The Long March 5 effectively doubles the mass of payloads that China can send into low earth orbit — to 25 metric tons — and nearly triples what it can send to geostationary transfer orbit — to 14 metric tons. The rocket will serve as a workhorse as China builds its planned space station in the 2020s and will also propel the country's exploration of the moon and Mars. Yet, military capabilities are just as important to Beijing as space exploitation. The United States uses the Delta IV Heavy — the most powerful rocket now in service — almost exclusively to launch classified payloads and other government satellites. Complex military or intelligence spacecraft tend to be heavier, requiring more lift. The Long March 5 now gives China a similar launch capability.
It is just one of a number of next-generation heavy-lift rockets in the design and construction stages. In the United States alone, such systems are under development by NASA (Space Launch System); the Boeing-Lockheed Martin partnership United Launch Alliance (Vulcan); Blue Origin (New Glenn); and Space X (Falcon Heavy). Space X also plans to develop the Interplanetary Transport System to fulfill founder Elon Musk's ambitions to colonize Mars. Russia and the European Space Agency are also developing their own new heavy systems. Given global interest in missions to the moon, Mars and nearby asteroids, efforts to build such systems can be expected to continue.

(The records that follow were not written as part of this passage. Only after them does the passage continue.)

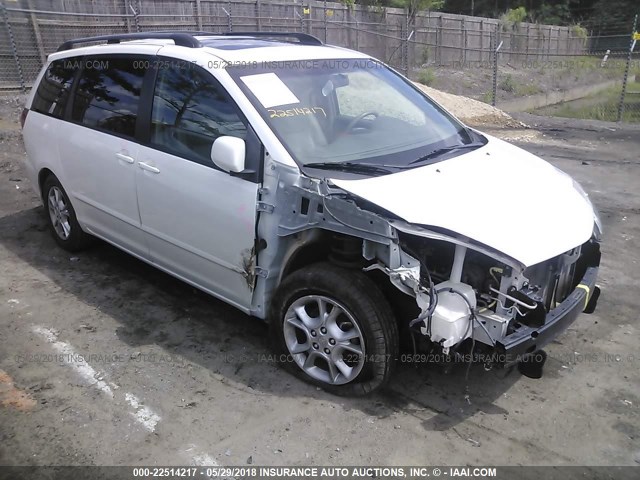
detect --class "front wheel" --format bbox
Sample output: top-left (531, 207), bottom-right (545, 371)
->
top-left (270, 263), bottom-right (398, 395)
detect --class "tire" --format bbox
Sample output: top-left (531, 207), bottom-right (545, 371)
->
top-left (42, 175), bottom-right (93, 252)
top-left (269, 263), bottom-right (398, 396)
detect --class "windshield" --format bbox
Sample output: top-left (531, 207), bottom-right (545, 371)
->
top-left (228, 59), bottom-right (479, 174)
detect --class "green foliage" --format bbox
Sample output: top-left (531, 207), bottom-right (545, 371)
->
top-left (571, 23), bottom-right (587, 40)
top-left (498, 74), bottom-right (517, 93)
top-left (418, 68), bottom-right (436, 86)
top-left (502, 7), bottom-right (527, 23)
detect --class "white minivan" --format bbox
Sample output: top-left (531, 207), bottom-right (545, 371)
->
top-left (21, 32), bottom-right (601, 395)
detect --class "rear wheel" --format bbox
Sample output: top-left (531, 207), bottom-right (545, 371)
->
top-left (42, 175), bottom-right (92, 252)
top-left (270, 263), bottom-right (398, 395)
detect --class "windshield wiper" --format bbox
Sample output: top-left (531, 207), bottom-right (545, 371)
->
top-left (305, 162), bottom-right (397, 174)
top-left (407, 142), bottom-right (485, 165)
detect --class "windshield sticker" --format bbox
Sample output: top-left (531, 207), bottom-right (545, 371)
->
top-left (268, 107), bottom-right (327, 118)
top-left (240, 73), bottom-right (300, 108)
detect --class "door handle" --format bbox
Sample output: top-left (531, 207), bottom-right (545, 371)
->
top-left (116, 153), bottom-right (135, 163)
top-left (138, 162), bottom-right (160, 173)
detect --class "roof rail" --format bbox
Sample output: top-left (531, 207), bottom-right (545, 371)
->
top-left (218, 32), bottom-right (324, 45)
top-left (58, 32), bottom-right (202, 52)
top-left (58, 31), bottom-right (324, 52)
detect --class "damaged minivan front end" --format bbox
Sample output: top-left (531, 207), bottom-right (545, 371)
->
top-left (229, 56), bottom-right (601, 394)
top-left (258, 161), bottom-right (601, 376)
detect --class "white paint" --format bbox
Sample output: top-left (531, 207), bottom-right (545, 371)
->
top-left (240, 73), bottom-right (300, 108)
top-left (191, 453), bottom-right (220, 467)
top-left (33, 326), bottom-right (113, 398)
top-left (32, 326), bottom-right (161, 432)
top-left (124, 393), bottom-right (160, 432)
top-left (332, 135), bottom-right (595, 266)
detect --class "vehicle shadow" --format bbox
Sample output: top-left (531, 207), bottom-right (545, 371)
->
top-left (0, 207), bottom-right (520, 433)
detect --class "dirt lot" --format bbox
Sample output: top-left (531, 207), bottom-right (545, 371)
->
top-left (0, 92), bottom-right (640, 470)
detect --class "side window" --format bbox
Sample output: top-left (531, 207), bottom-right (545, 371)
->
top-left (151, 64), bottom-right (247, 165)
top-left (31, 59), bottom-right (76, 118)
top-left (72, 57), bottom-right (145, 137)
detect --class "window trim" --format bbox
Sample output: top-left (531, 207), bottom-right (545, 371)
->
top-left (138, 55), bottom-right (264, 183)
top-left (64, 53), bottom-right (155, 143)
top-left (29, 57), bottom-right (81, 120)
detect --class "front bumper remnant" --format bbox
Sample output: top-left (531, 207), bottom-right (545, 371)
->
top-left (496, 267), bottom-right (600, 366)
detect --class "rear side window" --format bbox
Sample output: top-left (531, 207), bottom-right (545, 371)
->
top-left (151, 62), bottom-right (247, 165)
top-left (72, 57), bottom-right (145, 137)
top-left (31, 60), bottom-right (76, 118)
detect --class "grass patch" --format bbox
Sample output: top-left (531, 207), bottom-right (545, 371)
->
top-left (417, 68), bottom-right (436, 87)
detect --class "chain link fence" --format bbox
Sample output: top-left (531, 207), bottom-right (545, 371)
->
top-left (0, 0), bottom-right (640, 122)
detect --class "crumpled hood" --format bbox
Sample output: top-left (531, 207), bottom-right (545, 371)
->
top-left (331, 135), bottom-right (594, 266)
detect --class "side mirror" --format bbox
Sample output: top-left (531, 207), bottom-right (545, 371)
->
top-left (211, 136), bottom-right (246, 173)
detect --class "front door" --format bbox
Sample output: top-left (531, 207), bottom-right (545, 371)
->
top-left (135, 62), bottom-right (259, 310)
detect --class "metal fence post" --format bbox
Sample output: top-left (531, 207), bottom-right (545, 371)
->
top-left (196, 0), bottom-right (202, 32)
top-left (402, 9), bottom-right (409, 77)
top-left (618, 14), bottom-right (638, 122)
top-left (324, 0), bottom-right (328, 43)
top-left (0, 3), bottom-right (27, 92)
top-left (129, 0), bottom-right (141, 32)
top-left (255, 0), bottom-right (262, 32)
top-left (225, 1), bottom-right (233, 32)
top-left (491, 23), bottom-right (502, 107)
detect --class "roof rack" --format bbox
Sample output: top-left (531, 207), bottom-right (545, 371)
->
top-left (218, 32), bottom-right (324, 45)
top-left (58, 32), bottom-right (323, 52)
top-left (58, 32), bottom-right (202, 52)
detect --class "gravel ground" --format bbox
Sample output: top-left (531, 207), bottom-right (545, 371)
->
top-left (0, 93), bottom-right (640, 472)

A major difference between the Long March 5 and many of the other systems in development elsewhere — particularly in the United States — is its initial lack of a reusable design. Although the Chinese plan to explore the possibility, the single-use nature of the Long March 5 will contribute to the difficulty of China's establishing itself as a viable competitor in the commercial launch industry. The higher costs of a non-reusable rocket and the U.S. ban on the export of some space technologies will for now limit the benefits of the Long March 5 to China's own commercial, civilian and military space capabilities.